This charming and highly attractive pocket watch is a fine example of the skeletonized automaton repeating watches that were so popular during the opening years of the 19th century. The figures flanking the dial are made of chased and engraved multicoloured gold and are based on figures from classical antiquity. When the repeating is activated by depressing the pendant, the two figures seemingly strike two bells in unison with the repeating which is actually sounded on two gongs in the movement. The present watch is elevated to a higher level in featuring two further automatons in addition to the ‘Jaquemart’ figures. At the bottom of the scene, a goat nods its head, the goat is symbolic of the sin of lust and signals to the observer that a secret lies within – by means of a small slide on the case band, the goat panel moves to the side to reveal an erotic scene of a couple on a daybed for the private pleasure of the owner. The scene can be concealed again at will.
Jaquemarts have a long tradition and are mentioned in the first edition of the French National Academy's dictionary, which appeared in 1694, with the following definition:
"JAQUEMART. Figure de fer ou de fonte, reprsentant un homme arm, laquelle on met d'ordinaire sur le haut d'une tour pour frapper les heures avec un marteau sur la cloche de l'horloge."
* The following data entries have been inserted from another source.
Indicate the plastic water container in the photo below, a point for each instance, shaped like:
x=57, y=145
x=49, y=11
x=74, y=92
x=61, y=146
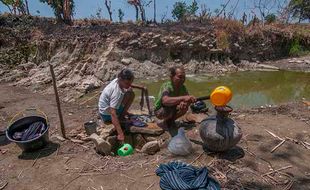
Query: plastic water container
x=220, y=96
x=125, y=150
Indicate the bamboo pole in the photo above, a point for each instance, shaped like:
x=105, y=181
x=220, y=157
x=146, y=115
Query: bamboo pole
x=62, y=126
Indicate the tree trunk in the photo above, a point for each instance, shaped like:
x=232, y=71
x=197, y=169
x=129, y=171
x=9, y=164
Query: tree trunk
x=67, y=12
x=154, y=11
x=142, y=11
x=27, y=7
x=108, y=6
x=137, y=12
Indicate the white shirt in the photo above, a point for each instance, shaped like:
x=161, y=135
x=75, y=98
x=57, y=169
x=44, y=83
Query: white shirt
x=111, y=96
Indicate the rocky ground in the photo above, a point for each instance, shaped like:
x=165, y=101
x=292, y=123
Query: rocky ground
x=88, y=54
x=74, y=164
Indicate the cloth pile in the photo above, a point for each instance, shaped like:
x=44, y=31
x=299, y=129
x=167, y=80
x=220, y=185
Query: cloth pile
x=33, y=131
x=182, y=176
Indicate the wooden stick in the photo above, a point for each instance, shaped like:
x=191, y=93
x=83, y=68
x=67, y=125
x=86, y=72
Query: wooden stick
x=272, y=134
x=147, y=175
x=281, y=143
x=4, y=185
x=34, y=162
x=62, y=126
x=197, y=158
x=94, y=96
x=277, y=170
x=150, y=186
x=128, y=177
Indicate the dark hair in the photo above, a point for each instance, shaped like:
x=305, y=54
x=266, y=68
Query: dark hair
x=126, y=74
x=172, y=70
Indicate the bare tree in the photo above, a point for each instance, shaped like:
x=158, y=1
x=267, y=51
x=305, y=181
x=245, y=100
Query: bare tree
x=265, y=7
x=154, y=11
x=223, y=9
x=140, y=6
x=135, y=4
x=108, y=6
x=232, y=11
x=27, y=7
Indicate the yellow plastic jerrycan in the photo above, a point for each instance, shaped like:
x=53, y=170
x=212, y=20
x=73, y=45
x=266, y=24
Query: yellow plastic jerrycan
x=220, y=96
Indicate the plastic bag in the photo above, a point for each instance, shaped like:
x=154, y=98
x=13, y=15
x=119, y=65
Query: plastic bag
x=179, y=144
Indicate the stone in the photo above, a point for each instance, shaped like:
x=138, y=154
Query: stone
x=149, y=138
x=102, y=147
x=60, y=138
x=113, y=142
x=242, y=116
x=126, y=61
x=77, y=141
x=307, y=61
x=106, y=130
x=152, y=129
x=133, y=42
x=237, y=45
x=151, y=148
x=263, y=66
x=139, y=141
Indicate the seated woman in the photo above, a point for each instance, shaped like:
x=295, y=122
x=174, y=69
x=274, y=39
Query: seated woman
x=173, y=100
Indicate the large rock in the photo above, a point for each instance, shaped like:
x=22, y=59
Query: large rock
x=151, y=148
x=106, y=130
x=126, y=61
x=269, y=67
x=152, y=129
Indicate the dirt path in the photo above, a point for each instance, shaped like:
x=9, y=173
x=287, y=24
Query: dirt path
x=68, y=165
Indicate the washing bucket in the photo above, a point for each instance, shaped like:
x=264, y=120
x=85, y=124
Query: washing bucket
x=125, y=150
x=18, y=125
x=90, y=127
x=220, y=96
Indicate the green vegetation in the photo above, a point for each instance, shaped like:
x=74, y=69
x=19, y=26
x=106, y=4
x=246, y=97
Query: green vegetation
x=296, y=49
x=63, y=9
x=270, y=18
x=300, y=9
x=121, y=15
x=180, y=10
Figure made of solid or cast iron representing a man in arms, which is usually put up on top of a (clock) tower to strike the hours with a hammer onto the bell of the clock."
Watches decorated with the miniature versions of these clock tower ‘men in arms’, particularly when featuring the additional complication of a concealed erotic automaton, such as the present example, are as popular and desirable today as they were in the 19th century.